Monday, October 23, 2006

Wow, that's the nicest "Pay us now or we'll shut down your account" letter I've ever gotten.

Friends,

There is a country song that I need to warn you about. It is probably called "I Got A Brand New Girlfriend," judging by the number of times this phrase appears in the song, but I do not want to google it, for fear of finding out for sure. This song is alarming on at least two levels, the more straightforward level being the one on which the guy sings "somethin somethin blah wearin' nothin' but a smile, goin' kissy kissy smoochy smoochy somethin somethin else blah etc." Grown man + kissy smoochy = undeniably troublesome. We are still together? Good.

The more insidious and disturbing level that this is on involves, of course, the phrase "brand new girlfriend." As if this woman has sprung from the womb -- or perhaps her father's head -- clad in tight jeans and a tube top, virginal and without the taint* of a specific past; but, judging from the kissy kissy smoochy smoochy and all that this implies (fucky fucky?), imbued with carnal instincts, knowledge, and talents.

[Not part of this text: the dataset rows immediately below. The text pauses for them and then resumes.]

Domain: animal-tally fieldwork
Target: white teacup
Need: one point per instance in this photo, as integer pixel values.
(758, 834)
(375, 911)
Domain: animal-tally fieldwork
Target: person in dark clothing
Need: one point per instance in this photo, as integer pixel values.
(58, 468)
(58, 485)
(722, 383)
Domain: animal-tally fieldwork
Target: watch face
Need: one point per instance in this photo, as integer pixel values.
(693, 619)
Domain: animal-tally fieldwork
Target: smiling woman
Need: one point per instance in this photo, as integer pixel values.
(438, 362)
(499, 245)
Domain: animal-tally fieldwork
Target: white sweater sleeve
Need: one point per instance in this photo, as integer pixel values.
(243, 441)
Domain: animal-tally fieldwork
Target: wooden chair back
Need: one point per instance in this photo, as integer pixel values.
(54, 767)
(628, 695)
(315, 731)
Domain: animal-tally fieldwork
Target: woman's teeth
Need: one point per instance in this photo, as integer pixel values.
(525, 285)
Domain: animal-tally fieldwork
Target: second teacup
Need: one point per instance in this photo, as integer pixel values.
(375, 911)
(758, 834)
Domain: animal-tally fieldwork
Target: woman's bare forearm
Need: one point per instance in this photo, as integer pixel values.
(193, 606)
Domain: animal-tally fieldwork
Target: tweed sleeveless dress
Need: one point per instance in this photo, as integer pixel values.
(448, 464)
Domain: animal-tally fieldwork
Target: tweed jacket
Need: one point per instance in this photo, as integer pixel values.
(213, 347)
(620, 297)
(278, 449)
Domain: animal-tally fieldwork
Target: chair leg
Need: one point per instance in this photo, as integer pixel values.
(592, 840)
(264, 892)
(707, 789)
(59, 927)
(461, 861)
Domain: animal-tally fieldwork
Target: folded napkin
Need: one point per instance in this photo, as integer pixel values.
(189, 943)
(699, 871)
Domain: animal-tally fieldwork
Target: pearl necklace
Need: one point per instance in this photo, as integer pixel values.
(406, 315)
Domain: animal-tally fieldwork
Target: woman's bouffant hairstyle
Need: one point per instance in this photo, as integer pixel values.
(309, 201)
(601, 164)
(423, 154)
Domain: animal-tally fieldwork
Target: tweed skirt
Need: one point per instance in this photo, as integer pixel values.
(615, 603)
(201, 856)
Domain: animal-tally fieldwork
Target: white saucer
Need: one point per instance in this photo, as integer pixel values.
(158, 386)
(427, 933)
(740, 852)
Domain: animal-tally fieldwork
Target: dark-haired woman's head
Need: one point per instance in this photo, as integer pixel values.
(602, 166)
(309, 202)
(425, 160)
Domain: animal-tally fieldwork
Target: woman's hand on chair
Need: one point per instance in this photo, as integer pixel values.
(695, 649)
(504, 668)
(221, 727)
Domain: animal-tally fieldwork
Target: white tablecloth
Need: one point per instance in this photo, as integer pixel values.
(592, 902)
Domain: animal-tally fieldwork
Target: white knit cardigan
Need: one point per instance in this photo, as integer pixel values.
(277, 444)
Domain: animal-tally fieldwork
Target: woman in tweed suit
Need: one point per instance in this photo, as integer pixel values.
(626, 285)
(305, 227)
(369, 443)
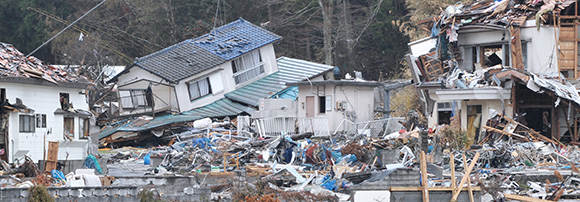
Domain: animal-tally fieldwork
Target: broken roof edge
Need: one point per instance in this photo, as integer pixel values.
(337, 82)
(41, 82)
(239, 20)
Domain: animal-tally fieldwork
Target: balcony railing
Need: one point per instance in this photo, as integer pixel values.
(249, 74)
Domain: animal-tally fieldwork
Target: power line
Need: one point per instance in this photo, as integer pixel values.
(61, 31)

The guy sounds pretty happy about his new find.

Because what is she, a truck? No pre-owned girlfriends for this guy.


*hehehe, taint. This is an inside joke, just so you don't think I'm a 13-year-old, but it's also a dirty one, so I guess you would have been right in the first place. Carry on.

PS - Why do I trick myself into thinking I can watch Dooce's videos? I'm on dialup, for God's sake.